Huawei was started by People’s Liberation Army officer Ren Zhengfei in 1988, specialising in the research and development of communications systems.
In the west the initial push has been towards core networking equipment for carriers and ISPs (markets which have historically been dominated by Cisco). In this market, Cisco’s normal approach was to offer a base product, then charge extra for additional software feature sets. Huawei’s approach is …. more generous, they include the all of the ‘extras’, while pricing the system around 60% of what Cisco charges for the base platform alone.
Support – throwing people at it
Low, all-inclusive pricing isn’t Huawei’s only winning approach.
If a large customer of Cisco reports a problem, it goes into their tracking system and the customer might be lucky if it’s looked at in a few days. If it’s identified as a bug, it might take a few weeks to isolate and fix.
In China engineering talent is relatively cheap and their universities produce very high class students (and lots of them). This brings Huawei another advantage – huge manpower. When bugs are passed to Huawei, they go to their pool of, something like, 20,000 engineers, leading to the faults being tracked and fixed extremely quickly.
The Big Boys are buying Huawei too
Slowly Huawei started to make big inroads into the high-end markets. BT has even selected them as part of their 21st Century Network, (21CN). It’s rumoured in the market, that this will lead to the demise of Marconi (who failed to be selected, even though they’d been a partner of BT for decades).
Cisco – that’s just the start
If you’re in any form of communication business, don’t kick back and think, “Well Cisco needs a competitor. We should be OK.” Huawei’s plans extend far beyond merely eating Cisco’s lunch.
If you get a chance to wander into Huawei’s showroom in China, you may be lucky enough to get taken into a hangar the size of a football field. In one small area there’s the ISP/Telcocore kit, we’ve mentioneed. The rest of the space is filled with other technologies such as IN (Intelligent Network – the brains behind telco voice networks), GSM, GPRS, Edge, 3G, NGN (Next Generation Networks i.e. IP-based voice and data networks like BT’s 21CN), xDSL (both end-user and network), optical (driving fibres), routers and LAN switches and of course consumer devices for it all.
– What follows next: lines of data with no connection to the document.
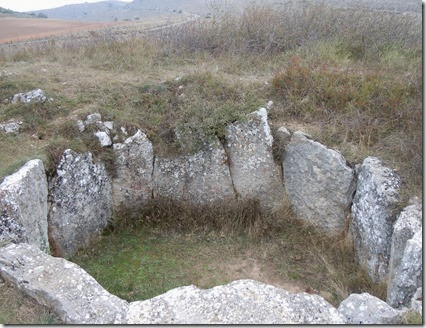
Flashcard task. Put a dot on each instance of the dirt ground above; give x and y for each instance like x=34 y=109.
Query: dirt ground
x=22 y=29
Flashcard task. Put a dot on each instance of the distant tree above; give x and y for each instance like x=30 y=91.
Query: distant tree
x=6 y=11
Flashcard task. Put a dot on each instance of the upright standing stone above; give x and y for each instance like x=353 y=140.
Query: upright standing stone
x=408 y=223
x=80 y=202
x=202 y=178
x=253 y=170
x=319 y=183
x=132 y=185
x=23 y=201
x=374 y=211
x=60 y=285
x=408 y=278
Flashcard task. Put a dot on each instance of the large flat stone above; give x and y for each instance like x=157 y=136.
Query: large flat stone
x=133 y=183
x=23 y=201
x=254 y=172
x=318 y=182
x=408 y=223
x=408 y=278
x=368 y=310
x=374 y=211
x=61 y=285
x=80 y=203
x=240 y=302
x=202 y=178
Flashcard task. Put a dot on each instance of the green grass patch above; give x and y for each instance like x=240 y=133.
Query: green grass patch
x=145 y=257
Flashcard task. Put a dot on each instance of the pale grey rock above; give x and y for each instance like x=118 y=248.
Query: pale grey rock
x=417 y=301
x=35 y=95
x=318 y=182
x=409 y=275
x=240 y=302
x=93 y=118
x=60 y=285
x=80 y=202
x=23 y=201
x=201 y=178
x=408 y=223
x=103 y=138
x=374 y=211
x=109 y=125
x=80 y=125
x=283 y=136
x=123 y=130
x=253 y=170
x=368 y=310
x=11 y=126
x=132 y=186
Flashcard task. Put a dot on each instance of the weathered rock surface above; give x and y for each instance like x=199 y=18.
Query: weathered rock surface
x=253 y=171
x=408 y=223
x=283 y=137
x=61 y=285
x=132 y=185
x=374 y=211
x=81 y=202
x=103 y=138
x=367 y=309
x=240 y=302
x=11 y=126
x=92 y=118
x=318 y=182
x=35 y=95
x=417 y=301
x=409 y=275
x=202 y=178
x=23 y=201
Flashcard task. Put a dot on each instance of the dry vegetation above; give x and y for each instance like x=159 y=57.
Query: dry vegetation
x=351 y=79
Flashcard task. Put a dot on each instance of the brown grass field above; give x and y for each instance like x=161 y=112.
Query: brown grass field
x=13 y=29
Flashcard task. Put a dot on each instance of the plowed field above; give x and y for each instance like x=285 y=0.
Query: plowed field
x=21 y=29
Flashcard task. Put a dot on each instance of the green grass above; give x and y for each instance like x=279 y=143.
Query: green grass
x=146 y=256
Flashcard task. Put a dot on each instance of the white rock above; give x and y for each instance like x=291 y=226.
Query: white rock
x=368 y=310
x=409 y=275
x=11 y=126
x=81 y=202
x=374 y=211
x=23 y=200
x=408 y=223
x=132 y=185
x=243 y=302
x=60 y=285
x=417 y=301
x=80 y=126
x=35 y=95
x=93 y=118
x=201 y=178
x=253 y=170
x=103 y=138
x=318 y=182
x=109 y=125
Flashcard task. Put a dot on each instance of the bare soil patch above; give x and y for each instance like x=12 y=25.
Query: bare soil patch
x=22 y=29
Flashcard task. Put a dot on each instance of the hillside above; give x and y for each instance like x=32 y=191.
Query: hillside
x=116 y=10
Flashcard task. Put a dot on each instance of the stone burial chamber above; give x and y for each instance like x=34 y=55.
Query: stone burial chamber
x=59 y=215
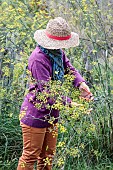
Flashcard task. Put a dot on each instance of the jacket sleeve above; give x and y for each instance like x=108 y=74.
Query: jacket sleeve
x=69 y=68
x=41 y=74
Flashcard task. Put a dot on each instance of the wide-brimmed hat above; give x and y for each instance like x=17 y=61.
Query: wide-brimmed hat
x=56 y=35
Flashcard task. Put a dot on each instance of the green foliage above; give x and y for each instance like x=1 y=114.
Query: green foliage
x=85 y=138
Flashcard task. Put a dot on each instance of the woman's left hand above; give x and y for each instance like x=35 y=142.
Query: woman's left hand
x=85 y=92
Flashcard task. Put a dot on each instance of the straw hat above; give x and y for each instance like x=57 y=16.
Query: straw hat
x=56 y=35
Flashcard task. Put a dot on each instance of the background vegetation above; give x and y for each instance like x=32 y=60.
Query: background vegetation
x=85 y=140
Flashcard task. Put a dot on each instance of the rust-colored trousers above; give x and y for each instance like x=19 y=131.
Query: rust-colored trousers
x=39 y=144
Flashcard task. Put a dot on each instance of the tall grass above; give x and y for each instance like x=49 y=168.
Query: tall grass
x=85 y=139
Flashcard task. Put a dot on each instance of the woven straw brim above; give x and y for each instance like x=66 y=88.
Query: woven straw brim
x=42 y=39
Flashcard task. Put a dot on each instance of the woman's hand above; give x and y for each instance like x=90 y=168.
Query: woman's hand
x=85 y=92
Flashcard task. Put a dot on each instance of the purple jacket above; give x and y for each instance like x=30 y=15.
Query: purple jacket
x=40 y=67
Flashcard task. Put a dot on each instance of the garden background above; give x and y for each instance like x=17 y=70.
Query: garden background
x=85 y=140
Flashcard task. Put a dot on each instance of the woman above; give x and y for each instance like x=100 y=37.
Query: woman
x=46 y=62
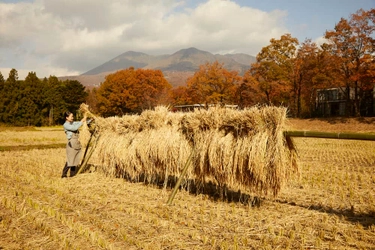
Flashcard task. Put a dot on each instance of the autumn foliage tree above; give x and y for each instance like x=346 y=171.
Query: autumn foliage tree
x=213 y=84
x=274 y=69
x=130 y=91
x=352 y=44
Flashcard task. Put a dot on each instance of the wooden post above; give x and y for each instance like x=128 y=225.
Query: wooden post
x=178 y=183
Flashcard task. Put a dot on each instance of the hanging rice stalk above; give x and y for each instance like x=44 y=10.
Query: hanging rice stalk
x=241 y=149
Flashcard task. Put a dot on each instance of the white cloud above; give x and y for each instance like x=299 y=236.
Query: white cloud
x=320 y=40
x=52 y=37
Huawei are currently supplying all sorts of companies. Ever wondered who makes the new USB 3G datacard for Vodafone (the USB one that works on Windows, Mac and Linux)? Huawei.
Initially Huawei picked a ‘small’ market to concentrate on, but now they’re ready to attack the bigger ones. They have the equipment, and the resources to make a huge dent into the existing players markets of all sorts. It won’t just be Cisco suffering.